His mom, Worke, said, “I called him Ayichew [meaning ‘I saw him’ in Amharic], thinking to myself, let me see what he will become.”
What he became was a spirited, intelligent little boy who, unbound by his severe physical limitations, had unlimited dreams for himself. “I often saw myself walking upright and running in my dreams,” he said. “I lived in the hope that I would one day walk and run.”
Every dreamer needs a champion, and for Andualem, that was his mom. She was determined to do anything she could to give her son a future. But dreams only get you so far.
Carried by a Mother’s Love
The face of determination: Andualem’s mother, Worke, carried her son to and from school in hopes of giving him an education and a future.
Ethiopia’s 2.7 million children living with treatable disabilities often remain at the fringes of society–unable to go to school, vulnerable to deepening poverty, and mocked in their communities.
Worke knew that without an education, Andualem would have little hope of a future. Despite his father’s resistance, she enrolled him in school and carried him each way on her back. It was then that she changed his name from Ayichew (“let me see what he will become”) to Andualem, who already knew that God had a plan for his life.

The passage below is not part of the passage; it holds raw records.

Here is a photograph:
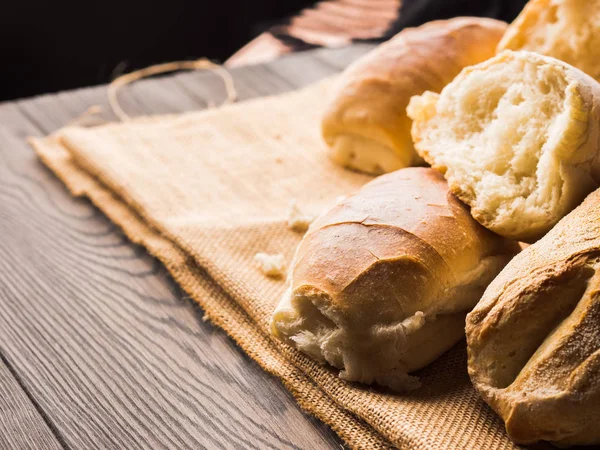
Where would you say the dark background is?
[0,0,525,101]
[0,0,314,100]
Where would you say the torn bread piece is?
[322,17,507,175]
[407,51,600,242]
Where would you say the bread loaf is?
[466,187,600,446]
[498,0,600,80]
[322,17,507,174]
[408,51,600,242]
[271,168,518,390]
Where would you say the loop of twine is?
[107,58,237,121]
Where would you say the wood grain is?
[0,358,62,450]
[0,46,369,449]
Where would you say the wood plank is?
[0,358,62,450]
[0,46,370,449]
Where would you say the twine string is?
[107,58,237,121]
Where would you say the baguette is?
[466,190,600,446]
[322,17,507,174]
[271,168,519,391]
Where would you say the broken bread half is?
[466,190,600,447]
[271,168,519,391]
[407,51,600,242]
[322,17,507,174]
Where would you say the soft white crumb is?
[254,253,285,278]
[402,311,425,334]
[288,200,315,233]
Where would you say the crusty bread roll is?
[408,51,600,242]
[322,17,507,174]
[271,168,518,390]
[498,0,600,80]
[466,187,600,446]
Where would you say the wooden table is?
[0,45,370,449]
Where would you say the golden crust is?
[272,168,519,390]
[466,191,600,445]
[498,0,600,81]
[322,17,507,174]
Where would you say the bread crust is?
[466,187,600,446]
[322,17,507,174]
[498,0,600,81]
[272,168,519,390]
[408,51,600,242]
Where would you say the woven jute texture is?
[32,82,516,449]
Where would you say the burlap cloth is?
[31,82,528,449]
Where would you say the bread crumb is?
[254,253,285,278]
[288,200,315,233]
[402,311,425,334]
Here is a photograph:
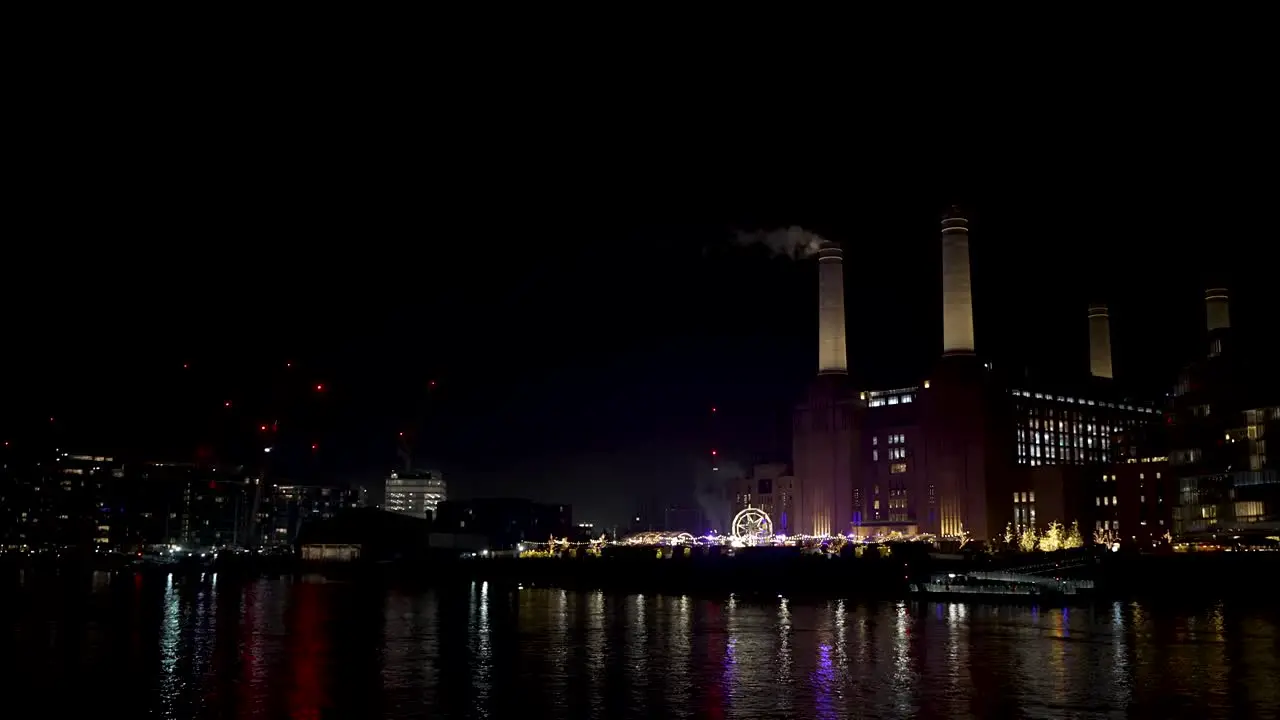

Connected to CURE by a Stranger’s Kindness
One day, a driver saw Worke struggling to carry her growing son to school and stopped to learn their story. The driver came back later with a wheelchair from a local healthcare center–and a recommendation to visit CURE Children’s Hospital of Ethiopia.
Andualem received his first surgery in 2013 at age 14. After multiple surgeries over four years, today Andualem is walking and pursuing his dream of becoming a doctor. Even better, his heart is at peace with God thanks to CURE Ethiopia’s ministry team. Andualem said, “They helped me have hope and not get stressed out. They showed me love and humility and taught me Bible verses.”
Andualem believes God had a plan for his life and that generous CURE donors were part of that plan: “God has brought me this far . . . He wanted to use me as an example to show His healing. CURE has done so much for me . . . I’d like to thank everyone who supported my healing through their donations.”
It took four years and several surgeries for Andualem to be able to stand straight and walk. He says, “I’d like to thank everyone who supported my healing through their donations.”
When children receive the transformational medical care they desperately need, their communities experience change, as well. When Andualem returned home, he said the community that once mocked him welcomed him “like I was some important official.” Children ran out to greet him, bulls were slaughtered, which is customary for celebrations, and 60 teachers were invited to join the party.
“My healing re-established the relationship I had with members of my community,” said Andualem. “People who were distant became close friends . . . and many said, ‘If people who didn’t even know Andualem could treat him and help him walk, much more is expected from us.’”
Worke can rest a little easier now and tells us, “People are also amazed when they see Andualem. They tell me, ‘You have seen how far your son has come; you can die without any regrets.’”
Andualem’s transformation is a testament to a mother’s love, the generosity of CURE’s partners, and a God who loves all His children and calls them by name. (John 10:3).